Laporan tersebut menemukan bahwa negara Belgia secara sistematis bekerja sama dengan pendudukan Nazi untuk memburu orang Yahudi dan Roma, atau gipsi. Pada tanggal 9 Januari, satu dekade setelah pusat tersebut meluncurkan penyelidikannya, Senat menerima beberapa temuannya.

“Sebagian dari penundaan itu karena pihak berbahasa Prancis, dokumen yang relevan tidak disimpan dengan baik, sementara otoritas Flemish dengan hati-hati mengarsipkannya,” kata Maes. “Ada kekhawatiran bahwa perbedaan dalam dokumentasi ini dapat menyebabkan laporan yang miring.”

Selain itu, tidak ada politisi yang ingin menambahkan keterlibatan Holocaust ke dalam daftar ketegangan yang telah mempererat hubungan antara Wallonia dan Flanders, kata Maes.

Ada juga kebenaran yang tidak nyaman lainnya. Menurut dr. Eric Picard, pendiri Association for the Remembrance of the Shoah yang berbasis di Brussels, mengatakan sekitar 25 persen populasi Yahudi di Belgia yang berbahasa Prancis terbunuh, dibandingkan dengan 75 persen komunitas Yahudi Flanders dengan jumlah yang sama.

Tidak ada satu pun kotamadya Belgia yang menolak perintah Nazi untuk mendaftarkan orang Yahudi

Sejarawan mengaitkan perbedaan tersebut dengan sejumlah faktor: ketersediaan rute pelarian bagi penutur bahasa Prancis; sifat yang erat dari komunitas Antwerpen yang lebih religius; dan kedekatan Arya yang dirasakan beberapa orang Flemish non-Yahudi terhadap Jerman.

Picard, seorang psikiater berusia 54 tahun yang penuh semangat dari Brussel, mengatakan bahwa sementara dia menghargai “momentum besar, meskipun terlantar” yang digunakan pejabat Belgia untuk mengatasi saat-saat tergelap negara mereka, dia khawatir akan terjadi kemunduran, mencatat perbedaan antara Di Pengakuan luas Rupo tentang keterlibatan resmi dalam bahasa Senat yang lebih bersyarat.

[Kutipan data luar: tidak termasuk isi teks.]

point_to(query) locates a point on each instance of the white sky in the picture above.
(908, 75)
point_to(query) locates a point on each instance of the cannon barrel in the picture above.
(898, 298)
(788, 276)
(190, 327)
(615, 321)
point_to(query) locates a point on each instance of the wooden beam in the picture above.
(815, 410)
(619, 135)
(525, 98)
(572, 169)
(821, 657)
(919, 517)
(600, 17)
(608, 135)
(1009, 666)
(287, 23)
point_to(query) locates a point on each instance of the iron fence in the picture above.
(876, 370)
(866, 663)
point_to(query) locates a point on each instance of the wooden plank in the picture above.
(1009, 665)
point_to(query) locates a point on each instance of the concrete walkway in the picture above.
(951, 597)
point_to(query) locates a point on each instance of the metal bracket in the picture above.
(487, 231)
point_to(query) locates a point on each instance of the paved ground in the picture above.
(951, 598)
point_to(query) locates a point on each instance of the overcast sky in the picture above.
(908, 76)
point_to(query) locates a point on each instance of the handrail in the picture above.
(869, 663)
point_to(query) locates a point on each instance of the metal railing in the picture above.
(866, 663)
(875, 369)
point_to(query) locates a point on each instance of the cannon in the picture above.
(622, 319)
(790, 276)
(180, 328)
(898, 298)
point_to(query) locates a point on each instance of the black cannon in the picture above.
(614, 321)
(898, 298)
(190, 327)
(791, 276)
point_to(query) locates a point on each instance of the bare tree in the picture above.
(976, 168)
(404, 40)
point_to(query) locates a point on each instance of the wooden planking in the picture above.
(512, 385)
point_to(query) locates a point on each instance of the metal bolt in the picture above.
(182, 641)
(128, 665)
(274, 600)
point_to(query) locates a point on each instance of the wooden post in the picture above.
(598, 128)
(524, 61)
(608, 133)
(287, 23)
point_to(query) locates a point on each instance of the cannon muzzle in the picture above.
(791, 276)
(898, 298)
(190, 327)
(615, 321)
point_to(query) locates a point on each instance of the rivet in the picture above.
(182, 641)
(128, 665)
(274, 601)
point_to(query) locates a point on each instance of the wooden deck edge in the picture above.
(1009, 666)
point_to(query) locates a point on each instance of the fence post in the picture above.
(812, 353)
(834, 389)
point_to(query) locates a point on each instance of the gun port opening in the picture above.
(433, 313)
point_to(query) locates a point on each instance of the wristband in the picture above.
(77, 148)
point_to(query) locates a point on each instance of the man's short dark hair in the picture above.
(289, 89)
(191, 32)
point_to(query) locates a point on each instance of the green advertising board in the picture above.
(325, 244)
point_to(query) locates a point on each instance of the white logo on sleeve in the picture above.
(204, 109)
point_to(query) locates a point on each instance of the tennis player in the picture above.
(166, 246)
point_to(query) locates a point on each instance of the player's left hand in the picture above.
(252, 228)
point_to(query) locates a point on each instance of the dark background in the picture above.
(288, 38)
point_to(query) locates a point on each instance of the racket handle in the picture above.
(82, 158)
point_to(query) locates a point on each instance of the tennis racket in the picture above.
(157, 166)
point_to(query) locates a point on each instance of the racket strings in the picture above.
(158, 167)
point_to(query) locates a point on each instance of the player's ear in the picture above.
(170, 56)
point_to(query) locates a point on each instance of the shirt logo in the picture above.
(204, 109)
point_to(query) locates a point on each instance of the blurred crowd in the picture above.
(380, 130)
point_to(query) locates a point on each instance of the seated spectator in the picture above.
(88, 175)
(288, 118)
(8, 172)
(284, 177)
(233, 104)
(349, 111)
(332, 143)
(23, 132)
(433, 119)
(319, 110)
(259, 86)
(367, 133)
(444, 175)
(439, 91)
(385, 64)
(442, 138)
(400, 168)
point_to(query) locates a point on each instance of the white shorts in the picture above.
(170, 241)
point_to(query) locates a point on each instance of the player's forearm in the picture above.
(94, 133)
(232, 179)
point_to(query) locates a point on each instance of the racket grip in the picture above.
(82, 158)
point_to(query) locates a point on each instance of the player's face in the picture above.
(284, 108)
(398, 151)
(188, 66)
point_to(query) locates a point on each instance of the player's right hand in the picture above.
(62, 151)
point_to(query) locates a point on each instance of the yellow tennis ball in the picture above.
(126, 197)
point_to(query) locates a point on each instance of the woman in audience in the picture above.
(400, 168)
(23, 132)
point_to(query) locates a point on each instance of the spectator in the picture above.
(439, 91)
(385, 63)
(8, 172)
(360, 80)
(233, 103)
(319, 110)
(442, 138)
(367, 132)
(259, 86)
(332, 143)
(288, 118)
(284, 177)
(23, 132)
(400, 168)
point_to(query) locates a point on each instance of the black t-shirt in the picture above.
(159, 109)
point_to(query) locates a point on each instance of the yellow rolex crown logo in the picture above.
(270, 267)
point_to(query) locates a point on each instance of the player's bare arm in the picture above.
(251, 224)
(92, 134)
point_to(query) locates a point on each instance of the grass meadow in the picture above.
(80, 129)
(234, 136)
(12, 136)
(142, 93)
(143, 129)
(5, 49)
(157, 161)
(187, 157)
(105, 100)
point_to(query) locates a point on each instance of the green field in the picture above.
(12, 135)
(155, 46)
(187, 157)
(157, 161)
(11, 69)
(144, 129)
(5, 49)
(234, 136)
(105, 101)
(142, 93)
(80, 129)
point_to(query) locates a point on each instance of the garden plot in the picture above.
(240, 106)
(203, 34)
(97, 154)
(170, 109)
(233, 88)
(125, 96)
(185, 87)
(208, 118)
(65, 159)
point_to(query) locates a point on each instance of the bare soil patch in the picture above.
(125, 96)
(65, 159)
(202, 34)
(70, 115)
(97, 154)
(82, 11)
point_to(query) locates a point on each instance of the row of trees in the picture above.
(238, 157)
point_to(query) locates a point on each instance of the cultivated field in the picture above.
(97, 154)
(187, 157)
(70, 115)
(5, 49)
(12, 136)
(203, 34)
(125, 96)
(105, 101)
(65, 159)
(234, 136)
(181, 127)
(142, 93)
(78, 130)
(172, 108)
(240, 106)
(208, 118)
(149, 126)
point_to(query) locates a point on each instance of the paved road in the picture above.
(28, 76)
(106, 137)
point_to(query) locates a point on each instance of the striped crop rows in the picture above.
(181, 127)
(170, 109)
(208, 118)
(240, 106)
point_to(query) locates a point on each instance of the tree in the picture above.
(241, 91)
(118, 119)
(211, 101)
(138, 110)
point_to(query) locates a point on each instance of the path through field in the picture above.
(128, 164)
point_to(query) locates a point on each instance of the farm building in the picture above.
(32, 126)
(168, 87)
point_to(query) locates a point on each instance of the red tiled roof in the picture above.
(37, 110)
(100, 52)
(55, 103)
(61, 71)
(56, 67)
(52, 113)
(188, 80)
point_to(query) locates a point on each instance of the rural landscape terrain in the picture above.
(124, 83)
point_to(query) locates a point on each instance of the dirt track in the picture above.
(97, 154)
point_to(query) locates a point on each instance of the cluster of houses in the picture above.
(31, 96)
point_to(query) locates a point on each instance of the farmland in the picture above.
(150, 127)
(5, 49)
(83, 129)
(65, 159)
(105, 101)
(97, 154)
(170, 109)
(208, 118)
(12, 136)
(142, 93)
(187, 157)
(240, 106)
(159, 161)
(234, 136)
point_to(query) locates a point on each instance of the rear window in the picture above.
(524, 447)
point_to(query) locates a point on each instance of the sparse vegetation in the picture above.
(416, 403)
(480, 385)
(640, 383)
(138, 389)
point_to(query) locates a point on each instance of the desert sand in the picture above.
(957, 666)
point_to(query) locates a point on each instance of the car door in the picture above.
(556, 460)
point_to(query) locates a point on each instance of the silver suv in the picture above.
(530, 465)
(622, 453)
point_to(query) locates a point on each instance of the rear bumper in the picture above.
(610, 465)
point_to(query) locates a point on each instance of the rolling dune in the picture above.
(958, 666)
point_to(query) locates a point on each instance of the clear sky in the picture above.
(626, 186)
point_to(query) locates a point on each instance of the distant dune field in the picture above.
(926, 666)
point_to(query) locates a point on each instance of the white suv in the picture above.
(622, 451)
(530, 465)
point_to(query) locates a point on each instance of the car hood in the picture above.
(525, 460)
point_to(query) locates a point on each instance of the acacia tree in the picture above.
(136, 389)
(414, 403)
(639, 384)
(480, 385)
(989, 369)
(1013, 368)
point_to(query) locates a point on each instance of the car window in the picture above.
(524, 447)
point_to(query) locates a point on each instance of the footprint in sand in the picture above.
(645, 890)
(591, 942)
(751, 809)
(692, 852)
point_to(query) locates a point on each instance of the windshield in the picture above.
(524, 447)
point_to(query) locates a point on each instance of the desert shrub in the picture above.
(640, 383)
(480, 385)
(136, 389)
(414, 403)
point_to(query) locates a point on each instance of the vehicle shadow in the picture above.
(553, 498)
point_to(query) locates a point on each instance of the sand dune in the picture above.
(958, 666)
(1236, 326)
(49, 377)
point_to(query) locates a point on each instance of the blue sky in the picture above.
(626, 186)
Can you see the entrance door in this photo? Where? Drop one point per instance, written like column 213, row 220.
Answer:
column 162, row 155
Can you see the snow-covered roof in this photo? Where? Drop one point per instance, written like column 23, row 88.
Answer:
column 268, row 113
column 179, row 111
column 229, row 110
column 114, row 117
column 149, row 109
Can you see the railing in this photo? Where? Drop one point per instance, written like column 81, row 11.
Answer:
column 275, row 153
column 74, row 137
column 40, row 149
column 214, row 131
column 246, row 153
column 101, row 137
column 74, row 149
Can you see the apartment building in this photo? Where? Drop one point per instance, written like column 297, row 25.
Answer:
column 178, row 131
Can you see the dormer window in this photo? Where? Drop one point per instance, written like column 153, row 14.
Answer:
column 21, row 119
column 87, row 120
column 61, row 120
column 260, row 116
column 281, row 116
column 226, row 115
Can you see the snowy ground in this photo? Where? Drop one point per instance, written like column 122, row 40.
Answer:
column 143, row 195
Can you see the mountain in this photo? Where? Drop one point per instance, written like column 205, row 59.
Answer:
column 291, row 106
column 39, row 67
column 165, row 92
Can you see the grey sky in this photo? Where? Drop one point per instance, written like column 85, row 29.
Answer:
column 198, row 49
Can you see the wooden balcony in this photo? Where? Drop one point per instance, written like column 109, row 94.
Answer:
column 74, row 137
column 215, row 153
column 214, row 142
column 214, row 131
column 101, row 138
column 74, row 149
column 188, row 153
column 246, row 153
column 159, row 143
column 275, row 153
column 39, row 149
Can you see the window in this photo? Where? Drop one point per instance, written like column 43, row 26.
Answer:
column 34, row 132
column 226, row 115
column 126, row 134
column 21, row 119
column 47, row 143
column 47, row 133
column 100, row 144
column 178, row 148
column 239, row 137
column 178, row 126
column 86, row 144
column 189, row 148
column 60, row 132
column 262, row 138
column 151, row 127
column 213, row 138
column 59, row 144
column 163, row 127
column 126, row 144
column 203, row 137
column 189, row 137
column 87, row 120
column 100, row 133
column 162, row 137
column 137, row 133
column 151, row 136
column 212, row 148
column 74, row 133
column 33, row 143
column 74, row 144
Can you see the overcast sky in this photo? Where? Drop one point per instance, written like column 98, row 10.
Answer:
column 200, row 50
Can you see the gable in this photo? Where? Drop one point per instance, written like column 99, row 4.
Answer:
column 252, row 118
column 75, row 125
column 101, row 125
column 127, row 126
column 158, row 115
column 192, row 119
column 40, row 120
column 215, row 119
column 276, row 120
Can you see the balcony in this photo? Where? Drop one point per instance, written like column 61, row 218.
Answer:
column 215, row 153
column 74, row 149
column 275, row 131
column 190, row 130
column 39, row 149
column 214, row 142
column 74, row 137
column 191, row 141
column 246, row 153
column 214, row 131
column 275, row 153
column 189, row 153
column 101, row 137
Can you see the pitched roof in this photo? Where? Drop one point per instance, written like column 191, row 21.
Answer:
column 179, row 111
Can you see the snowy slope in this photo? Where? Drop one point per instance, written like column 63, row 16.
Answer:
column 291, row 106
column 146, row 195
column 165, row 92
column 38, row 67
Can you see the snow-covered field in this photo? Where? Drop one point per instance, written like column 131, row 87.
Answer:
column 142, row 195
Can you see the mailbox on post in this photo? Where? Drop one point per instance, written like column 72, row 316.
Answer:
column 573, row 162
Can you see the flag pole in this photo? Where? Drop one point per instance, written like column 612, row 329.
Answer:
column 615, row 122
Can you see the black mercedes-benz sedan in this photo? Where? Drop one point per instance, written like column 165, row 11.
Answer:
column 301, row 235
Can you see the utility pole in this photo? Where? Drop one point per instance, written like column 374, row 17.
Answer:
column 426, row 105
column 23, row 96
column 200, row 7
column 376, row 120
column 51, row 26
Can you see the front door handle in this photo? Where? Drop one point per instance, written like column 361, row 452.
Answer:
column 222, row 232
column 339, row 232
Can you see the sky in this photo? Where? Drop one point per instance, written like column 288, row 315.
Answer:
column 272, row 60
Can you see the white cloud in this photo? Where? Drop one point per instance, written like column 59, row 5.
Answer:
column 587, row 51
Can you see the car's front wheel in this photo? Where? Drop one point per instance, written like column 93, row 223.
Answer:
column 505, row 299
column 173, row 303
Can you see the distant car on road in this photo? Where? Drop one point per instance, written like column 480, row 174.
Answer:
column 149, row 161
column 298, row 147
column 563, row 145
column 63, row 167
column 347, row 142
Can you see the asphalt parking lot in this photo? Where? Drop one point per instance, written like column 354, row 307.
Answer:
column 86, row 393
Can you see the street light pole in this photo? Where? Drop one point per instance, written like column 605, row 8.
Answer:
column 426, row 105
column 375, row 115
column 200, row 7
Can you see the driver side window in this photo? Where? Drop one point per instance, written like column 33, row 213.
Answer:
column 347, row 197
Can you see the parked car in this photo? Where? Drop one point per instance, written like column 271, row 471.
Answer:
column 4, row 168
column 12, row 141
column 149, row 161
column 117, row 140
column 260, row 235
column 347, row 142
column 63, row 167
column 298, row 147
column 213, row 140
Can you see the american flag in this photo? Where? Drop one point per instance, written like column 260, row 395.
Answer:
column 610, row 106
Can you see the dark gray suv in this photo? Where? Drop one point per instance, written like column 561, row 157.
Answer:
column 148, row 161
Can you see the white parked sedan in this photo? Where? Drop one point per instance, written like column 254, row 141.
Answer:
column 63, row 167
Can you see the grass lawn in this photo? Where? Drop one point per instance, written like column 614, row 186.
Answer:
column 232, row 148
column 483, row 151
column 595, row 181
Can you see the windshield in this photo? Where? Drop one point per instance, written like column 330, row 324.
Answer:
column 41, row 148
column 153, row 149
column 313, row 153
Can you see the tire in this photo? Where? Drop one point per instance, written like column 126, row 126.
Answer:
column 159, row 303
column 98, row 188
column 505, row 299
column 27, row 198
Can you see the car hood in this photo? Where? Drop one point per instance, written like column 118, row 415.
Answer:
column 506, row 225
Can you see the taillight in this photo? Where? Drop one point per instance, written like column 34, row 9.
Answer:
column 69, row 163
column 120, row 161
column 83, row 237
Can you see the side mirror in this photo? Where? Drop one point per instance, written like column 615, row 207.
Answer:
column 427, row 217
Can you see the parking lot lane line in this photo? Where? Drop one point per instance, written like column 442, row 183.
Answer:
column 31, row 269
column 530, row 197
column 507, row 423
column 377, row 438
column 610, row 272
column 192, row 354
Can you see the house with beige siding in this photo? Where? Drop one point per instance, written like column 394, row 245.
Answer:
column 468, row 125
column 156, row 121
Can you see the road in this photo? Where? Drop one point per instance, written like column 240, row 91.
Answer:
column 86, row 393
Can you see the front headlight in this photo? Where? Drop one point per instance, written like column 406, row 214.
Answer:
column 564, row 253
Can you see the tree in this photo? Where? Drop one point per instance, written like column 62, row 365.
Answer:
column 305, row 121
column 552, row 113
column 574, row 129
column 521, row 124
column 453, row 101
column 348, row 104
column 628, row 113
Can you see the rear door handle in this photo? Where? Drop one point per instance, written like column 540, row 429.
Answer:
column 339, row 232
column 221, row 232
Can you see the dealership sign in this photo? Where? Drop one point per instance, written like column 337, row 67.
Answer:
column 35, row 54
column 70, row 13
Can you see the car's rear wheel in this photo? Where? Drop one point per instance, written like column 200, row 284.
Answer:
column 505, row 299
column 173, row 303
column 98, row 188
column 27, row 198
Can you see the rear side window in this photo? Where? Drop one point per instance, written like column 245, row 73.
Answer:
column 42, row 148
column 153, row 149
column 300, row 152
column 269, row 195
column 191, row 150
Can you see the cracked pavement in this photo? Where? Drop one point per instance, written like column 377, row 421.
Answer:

Ini, kata Picard, adalah “revisionisme Holocaust”. Dia juga kecewa dengan kegagalan Senat untuk memberlakukan status khusus bagi korban yang selamat dari Holocaust, seperti yang direkomendasikan oleh studi tahun 2007, atau untuk menawarkan restitusi.

Eli Ringer, presiden kehormatan Forum Organisasi Yahudi Flemish Jewry, bagaimanapun menyebut pengakuan bersalah baru-baru ini sebagai “tonggak penting” dan pembukaan Desember museum Holocaust Belgia di Mechelen (atau Mechelen, dalam bahasa Prancis) sebagai “langkah signifikan”.

Dinamai Dossin Barracks memorial, museum dan pusat dokumentasi pembantaian dan hak asasi manusia, bangunan megah ini dipersembahkan oleh Raja Albert II dan terbuat dari 25.852 batu bata – mewakili 25.257 orang Yahudi dan 595 orang Roma yang diketahui telah pergi ke sana. barak terdekat.

“Ada dan banyak kemunduran,” kata Joris dari bulanan Arus Yahudi. “Tapi pada tahap akhir ini, gerakan maju dalam pengakuan Holocaust tidak bisa dihindari untuk negara kita.”